The expense related to the reversal of discounting pension obligations for defined benefit plans are recognized under financial
expense.
The post-employment benefit obligation recognized in the statement of financial position represents the present value of the
defined benefit obligation as adjusted for unrecognized actuarial gains and losses, arising from the application of the corridor
method and unrecognized past service cost.
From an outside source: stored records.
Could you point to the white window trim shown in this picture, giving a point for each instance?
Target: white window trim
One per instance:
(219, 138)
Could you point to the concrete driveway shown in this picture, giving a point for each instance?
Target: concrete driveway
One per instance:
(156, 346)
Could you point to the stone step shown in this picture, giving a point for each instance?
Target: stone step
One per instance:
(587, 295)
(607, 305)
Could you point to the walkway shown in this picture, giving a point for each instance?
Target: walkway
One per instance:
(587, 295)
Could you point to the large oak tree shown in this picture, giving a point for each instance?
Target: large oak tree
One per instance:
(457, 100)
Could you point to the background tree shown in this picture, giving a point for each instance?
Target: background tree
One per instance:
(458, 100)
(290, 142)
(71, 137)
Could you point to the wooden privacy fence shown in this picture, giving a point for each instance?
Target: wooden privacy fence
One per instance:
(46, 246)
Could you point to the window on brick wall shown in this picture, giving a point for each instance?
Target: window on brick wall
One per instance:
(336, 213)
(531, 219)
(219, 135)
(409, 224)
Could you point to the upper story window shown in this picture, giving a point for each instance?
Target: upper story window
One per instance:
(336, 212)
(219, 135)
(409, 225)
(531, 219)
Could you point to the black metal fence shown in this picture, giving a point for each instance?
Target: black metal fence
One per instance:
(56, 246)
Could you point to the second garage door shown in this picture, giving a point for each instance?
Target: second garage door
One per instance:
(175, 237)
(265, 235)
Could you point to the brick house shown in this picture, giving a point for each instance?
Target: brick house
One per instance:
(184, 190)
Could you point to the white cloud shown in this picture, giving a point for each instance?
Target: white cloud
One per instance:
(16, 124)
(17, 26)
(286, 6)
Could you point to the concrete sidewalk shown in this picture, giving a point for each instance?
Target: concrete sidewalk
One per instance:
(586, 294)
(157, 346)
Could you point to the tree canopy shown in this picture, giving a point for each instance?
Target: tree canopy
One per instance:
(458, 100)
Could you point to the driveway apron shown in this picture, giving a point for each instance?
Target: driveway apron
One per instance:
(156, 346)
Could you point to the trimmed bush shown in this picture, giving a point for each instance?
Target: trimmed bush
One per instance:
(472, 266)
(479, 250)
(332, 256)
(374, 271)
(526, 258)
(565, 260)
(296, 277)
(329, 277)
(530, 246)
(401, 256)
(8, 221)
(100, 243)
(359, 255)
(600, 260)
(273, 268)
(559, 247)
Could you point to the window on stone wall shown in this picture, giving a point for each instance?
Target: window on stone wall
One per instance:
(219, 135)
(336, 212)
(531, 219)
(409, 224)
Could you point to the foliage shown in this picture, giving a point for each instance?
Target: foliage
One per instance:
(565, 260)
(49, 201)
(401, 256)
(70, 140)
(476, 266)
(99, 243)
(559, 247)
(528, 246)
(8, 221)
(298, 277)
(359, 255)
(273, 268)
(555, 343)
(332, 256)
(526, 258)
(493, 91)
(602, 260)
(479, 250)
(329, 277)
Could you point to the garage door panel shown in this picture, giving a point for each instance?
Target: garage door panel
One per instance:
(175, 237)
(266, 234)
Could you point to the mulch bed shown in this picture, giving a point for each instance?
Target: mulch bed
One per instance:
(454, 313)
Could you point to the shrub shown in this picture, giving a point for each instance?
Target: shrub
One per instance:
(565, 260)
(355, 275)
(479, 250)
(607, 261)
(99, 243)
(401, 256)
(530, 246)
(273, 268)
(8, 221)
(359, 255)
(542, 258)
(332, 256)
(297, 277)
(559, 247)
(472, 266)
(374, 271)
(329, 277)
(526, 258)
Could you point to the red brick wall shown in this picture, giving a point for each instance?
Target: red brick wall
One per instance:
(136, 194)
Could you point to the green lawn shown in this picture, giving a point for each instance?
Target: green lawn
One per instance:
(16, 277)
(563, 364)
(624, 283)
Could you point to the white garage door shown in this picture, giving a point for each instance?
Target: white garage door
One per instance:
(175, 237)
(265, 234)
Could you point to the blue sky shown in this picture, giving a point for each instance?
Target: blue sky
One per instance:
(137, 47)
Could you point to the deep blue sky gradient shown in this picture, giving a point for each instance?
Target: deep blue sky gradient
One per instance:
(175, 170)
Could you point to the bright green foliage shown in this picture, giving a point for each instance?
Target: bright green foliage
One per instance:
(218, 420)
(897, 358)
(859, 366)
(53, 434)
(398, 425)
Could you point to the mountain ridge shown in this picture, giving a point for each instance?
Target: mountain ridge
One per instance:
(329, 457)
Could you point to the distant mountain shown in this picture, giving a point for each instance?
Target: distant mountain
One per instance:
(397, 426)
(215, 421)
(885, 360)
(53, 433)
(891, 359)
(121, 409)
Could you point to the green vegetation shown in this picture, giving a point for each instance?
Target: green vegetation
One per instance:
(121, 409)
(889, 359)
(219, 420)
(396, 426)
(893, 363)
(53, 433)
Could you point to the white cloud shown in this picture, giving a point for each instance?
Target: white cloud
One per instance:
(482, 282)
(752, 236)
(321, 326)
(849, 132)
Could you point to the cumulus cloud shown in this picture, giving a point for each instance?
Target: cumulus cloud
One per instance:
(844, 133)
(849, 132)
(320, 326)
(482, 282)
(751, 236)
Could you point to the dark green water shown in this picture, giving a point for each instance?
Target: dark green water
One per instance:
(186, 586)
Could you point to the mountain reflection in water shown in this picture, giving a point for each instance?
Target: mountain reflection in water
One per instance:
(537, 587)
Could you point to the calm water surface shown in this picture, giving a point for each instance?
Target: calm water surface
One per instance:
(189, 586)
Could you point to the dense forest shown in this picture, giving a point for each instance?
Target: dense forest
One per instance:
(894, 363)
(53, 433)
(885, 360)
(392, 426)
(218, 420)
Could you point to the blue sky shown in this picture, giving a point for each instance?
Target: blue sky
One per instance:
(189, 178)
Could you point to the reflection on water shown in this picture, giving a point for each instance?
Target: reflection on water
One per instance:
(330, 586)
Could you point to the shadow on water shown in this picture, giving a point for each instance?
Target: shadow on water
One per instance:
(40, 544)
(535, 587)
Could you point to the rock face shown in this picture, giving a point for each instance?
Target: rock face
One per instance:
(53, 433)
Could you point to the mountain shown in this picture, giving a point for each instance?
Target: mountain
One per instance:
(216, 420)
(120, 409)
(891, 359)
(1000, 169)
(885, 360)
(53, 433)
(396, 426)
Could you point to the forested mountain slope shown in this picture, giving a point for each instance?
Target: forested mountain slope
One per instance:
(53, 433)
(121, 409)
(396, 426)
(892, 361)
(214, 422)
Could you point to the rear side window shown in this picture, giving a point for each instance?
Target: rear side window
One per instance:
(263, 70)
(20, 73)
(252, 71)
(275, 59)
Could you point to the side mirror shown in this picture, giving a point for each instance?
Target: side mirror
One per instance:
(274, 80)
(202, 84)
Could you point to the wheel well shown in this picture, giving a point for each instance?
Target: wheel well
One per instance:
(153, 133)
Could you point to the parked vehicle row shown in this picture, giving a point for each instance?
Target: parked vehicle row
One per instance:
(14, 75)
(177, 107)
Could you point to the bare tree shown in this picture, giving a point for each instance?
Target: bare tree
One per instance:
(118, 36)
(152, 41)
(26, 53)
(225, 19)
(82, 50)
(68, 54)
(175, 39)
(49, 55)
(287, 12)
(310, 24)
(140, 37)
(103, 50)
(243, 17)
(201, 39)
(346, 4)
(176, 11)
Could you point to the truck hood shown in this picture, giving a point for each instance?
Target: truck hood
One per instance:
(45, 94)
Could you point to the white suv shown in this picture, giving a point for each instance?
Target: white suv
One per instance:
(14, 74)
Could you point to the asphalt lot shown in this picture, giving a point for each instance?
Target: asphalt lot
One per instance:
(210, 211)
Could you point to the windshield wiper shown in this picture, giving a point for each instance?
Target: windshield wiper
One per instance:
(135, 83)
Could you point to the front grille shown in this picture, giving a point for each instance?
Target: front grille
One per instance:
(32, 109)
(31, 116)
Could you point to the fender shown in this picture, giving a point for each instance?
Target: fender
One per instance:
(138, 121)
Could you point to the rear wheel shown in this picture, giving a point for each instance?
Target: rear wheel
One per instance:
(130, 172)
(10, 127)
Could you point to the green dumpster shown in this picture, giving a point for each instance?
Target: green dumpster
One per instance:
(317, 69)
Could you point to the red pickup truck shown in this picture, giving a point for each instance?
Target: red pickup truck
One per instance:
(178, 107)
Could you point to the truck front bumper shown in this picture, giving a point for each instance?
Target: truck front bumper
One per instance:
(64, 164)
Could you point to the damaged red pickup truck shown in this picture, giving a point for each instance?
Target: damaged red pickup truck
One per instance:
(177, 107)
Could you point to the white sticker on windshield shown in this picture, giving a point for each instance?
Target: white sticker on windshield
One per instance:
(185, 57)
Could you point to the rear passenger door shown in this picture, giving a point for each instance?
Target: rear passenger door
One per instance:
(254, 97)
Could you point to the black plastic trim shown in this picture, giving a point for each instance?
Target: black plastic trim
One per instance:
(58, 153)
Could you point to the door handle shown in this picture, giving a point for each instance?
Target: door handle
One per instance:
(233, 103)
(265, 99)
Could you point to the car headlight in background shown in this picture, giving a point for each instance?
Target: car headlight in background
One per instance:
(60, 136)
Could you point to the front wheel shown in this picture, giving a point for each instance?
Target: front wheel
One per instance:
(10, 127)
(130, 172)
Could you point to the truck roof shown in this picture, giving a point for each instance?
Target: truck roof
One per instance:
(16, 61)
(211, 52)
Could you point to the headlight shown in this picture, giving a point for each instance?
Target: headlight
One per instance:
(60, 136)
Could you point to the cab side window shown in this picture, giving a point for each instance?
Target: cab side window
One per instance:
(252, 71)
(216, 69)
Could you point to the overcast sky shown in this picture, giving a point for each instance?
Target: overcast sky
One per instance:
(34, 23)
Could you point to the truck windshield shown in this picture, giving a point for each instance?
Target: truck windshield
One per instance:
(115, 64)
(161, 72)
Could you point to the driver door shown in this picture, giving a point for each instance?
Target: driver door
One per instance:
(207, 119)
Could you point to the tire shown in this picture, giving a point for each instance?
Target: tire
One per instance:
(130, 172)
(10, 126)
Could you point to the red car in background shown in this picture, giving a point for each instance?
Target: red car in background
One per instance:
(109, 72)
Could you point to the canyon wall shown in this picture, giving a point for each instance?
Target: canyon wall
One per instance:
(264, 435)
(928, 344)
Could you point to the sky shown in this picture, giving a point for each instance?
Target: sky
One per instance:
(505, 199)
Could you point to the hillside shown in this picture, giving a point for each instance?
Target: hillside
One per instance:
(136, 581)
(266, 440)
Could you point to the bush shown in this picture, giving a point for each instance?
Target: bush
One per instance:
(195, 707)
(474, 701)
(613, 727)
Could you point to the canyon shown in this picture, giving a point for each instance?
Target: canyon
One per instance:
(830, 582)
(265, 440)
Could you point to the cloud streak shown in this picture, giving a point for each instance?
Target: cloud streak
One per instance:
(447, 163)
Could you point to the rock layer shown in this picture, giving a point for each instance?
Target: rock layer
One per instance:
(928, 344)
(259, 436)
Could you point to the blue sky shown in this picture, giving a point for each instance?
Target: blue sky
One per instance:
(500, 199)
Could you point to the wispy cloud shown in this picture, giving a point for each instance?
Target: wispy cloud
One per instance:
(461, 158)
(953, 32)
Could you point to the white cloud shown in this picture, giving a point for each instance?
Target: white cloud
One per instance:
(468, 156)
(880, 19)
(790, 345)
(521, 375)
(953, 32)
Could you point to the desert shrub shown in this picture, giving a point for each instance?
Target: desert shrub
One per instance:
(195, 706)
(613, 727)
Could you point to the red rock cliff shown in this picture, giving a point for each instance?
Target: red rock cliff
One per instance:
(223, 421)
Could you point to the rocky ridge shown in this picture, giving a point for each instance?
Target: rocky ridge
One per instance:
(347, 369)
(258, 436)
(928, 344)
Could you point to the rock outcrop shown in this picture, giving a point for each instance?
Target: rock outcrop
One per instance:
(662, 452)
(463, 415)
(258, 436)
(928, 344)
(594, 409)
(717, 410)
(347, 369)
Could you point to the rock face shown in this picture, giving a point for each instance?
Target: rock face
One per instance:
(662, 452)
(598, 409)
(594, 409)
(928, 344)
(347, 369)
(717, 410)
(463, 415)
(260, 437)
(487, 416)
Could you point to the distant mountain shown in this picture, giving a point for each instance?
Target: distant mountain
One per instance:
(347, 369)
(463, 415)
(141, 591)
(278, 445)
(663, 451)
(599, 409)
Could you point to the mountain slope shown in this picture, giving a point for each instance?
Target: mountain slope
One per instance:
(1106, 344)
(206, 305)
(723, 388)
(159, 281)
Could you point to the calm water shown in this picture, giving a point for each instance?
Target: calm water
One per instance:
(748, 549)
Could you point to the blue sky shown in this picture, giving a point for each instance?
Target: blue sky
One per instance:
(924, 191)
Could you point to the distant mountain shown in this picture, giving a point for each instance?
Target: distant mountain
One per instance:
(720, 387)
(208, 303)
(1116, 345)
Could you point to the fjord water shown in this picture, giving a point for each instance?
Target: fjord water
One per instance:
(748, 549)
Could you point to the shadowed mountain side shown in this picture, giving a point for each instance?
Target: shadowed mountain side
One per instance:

Other long-term employee benefits
The accounting treatment for other long-term benefits is the same as that for post-employment benefit plans except for the fact
that actuarial gains and losses and past service costs are fully recognized in the income statement in the year in which they arise
and the corridor method is not applied.
Equity-based compensation
The Company provides additional benefits to certain senior managers and employees in the form of equity participation schemes
(stock options and stock grants). In accordance with IFRS 2 – Share-based Payment, such plans constitute a component of the
recipient’s compensation and the cost, based on the fair value of the instrument at the grant date, is recognized in the income
statement on a straight-line basis over the period from the grant date to the vesting date, and a balancing entry recognized
directly in equity. The initial measurement is not affected by any subsequent changes in fair value. In accordance with the
transitional provisions of IFRS 2, the Company applied the Standard to all stock options granted after 7 November 2002 and not
yet vested at 1 January 2005, the effective date of the Standard. Detailed information is provided in respect of all stock options
granted on or prior to 7 November 2002.
The compensation component from stock option plans based on Fiat S.p.A. shares relating to employees of other Group
companies is recognized as a capital contribution to the subsidiaries which employ beneficiaries of the stock option plans,
in accordance with IFRIC 11 and, as a result, is recorded as an increase in the carrying amount of the investment, with the
offsetting credit being recognized directly in equity.
Provisions
The Company recognizes provisions when it has a legal or constructive obligation to third parties, when it is probable that an
outflow of resources will be required to satisfy the obligation and when a reliable estimate of the amount can be made.
Changes in estimates are reflected in the income statement in the period in which the change occurs.
Own shares
Own shares are recognized as a deduction from equity. The original cost of own shares, proceeds of any subsequent sale and
other changes are presented as movements in equity.